If in fact you choose to challenge our First Amendment rights to disseminate
important information about the telephone infrastructure, we will be compelled
to respond by seeking all legal remedies against you, which may include
sanctions provided for in Federal and state statutes and rules of civil
procedure. We will also be compelled to publicize your use of lawsuits and the
threat of legal action to harass and intimidate.

Sincerely, Emmanuel Goldstein


Re: Technology and leading employees: another example (Meyer, RISKS-13.67)

"Clifford Johnson" <Cliff@Forsythe.Stanford.EDU>
Thu, 23 Jul 92 16:24:51 PDT
> [Technological] advances will in face increase the lead that
>  the best people already had over the others.

In many (especially large) organizations, the presumption that the best have a
lead over their co-workers is untrue.
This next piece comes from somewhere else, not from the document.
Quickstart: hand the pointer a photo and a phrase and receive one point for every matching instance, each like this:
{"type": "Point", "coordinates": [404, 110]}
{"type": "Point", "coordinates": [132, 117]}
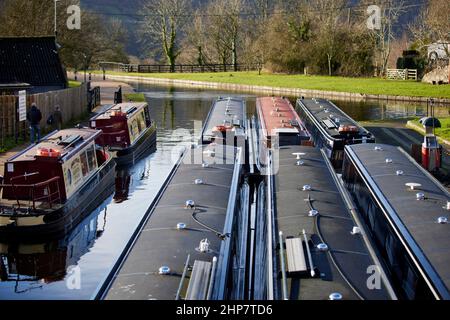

Ever heard the parable of the
cave-dwellers putting out the eyes of the one who could see?


Re: Nuclear reactor control (Teasdale, Re: RISKS-13.67)

"Tom Ohlendorf - TSU Admin. DP, (410) 830-3642" <D7AP002@TOA.TOWSON.EDU>
Thu, 23 Jul 1992 08:45 EDT
My particular reply is to the statement:

> However, this does not help at all in cases where the reactor
> is running out of control but still producing steam and power, nor will it do
> any good if something has happened to prevent the reinsertion of the damper
> rods themselves...

While I am not even close to an expert in the nuclear power industry, I did
work for a firm that made security systems for nuclear power plants  and had an
opportunity to learn something about the operations of the industry.

Based on my acquired knowledge, the reason why operators and computer systems
monitor the reaction is to prevent a run-away reaction such as cited above. The
computer systems are sophisticated enough to be able to SCRAM (or drop the
control rods for those that don't know what SCRAMing is) the reactor when the
reaction goes out of control. The human monitors also have this control in case
the computer fails.

BTW, for you trivia buffs, SCRAM stands for Secondary Control Rod Axe Man. In
the days before all of the sophisticated control, a person would have to
physically cut the control rod cable with an axe when a reaction went run-away.